The world is facing growing risks from more extreme weather, such as more intense floods and storms, hotter and longer heatwaves and rising sea levels.
The United Nations’ top climate science panel says that global carbon emissions must peak by 2025 and fall by at least 43 per cent by 2030 compared with 2019 levels. Failure would mean the world breaching the key guardrail of 1.5 deg C of warming above pre-industrial levels.
President Xi Jinping has pledged that China would reach its carbon emissions peak before 2030 and become “carbon-neutral” before 2060.
Mr Myllyvirta told The Straits Times: “The message is not that China’s emissions have definitively peaked. It is that with the current trends, China definitively has the ability to peak emissions right now, but whether that happens depends on key energy and economic policy choices.”
What happens with power generation will be key. China remains heavily dependent on polluting coal for power generation, and weaning the country off the fuel is essential to slashing emissions. Burning coal is the country’s single-largest source of CO2.

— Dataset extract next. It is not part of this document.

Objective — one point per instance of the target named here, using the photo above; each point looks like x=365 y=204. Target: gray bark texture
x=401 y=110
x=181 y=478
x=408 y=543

Wind and solar power is also being rolled out at a furious pace, and this is expected to lead to a steady decline in the use of coal.
In 2023, China added nearly 300GW of new wind and solar capacity connected to the grid, by far the largest annual additions for any nation.
And the green boom accelerated in the first three months of 2024, with a 40 per cent increase compared with the year before, said the analysis.
But more policy steps are needed to fully absorb all of this green energy into the different grids across the nation, it said.
Mr Myllyvirta added: “For a sustained decline in emissions to be realised, most of the reductions in emissions have to come from the power sector, which is entirely plausible if the clean energy additions are maintained.”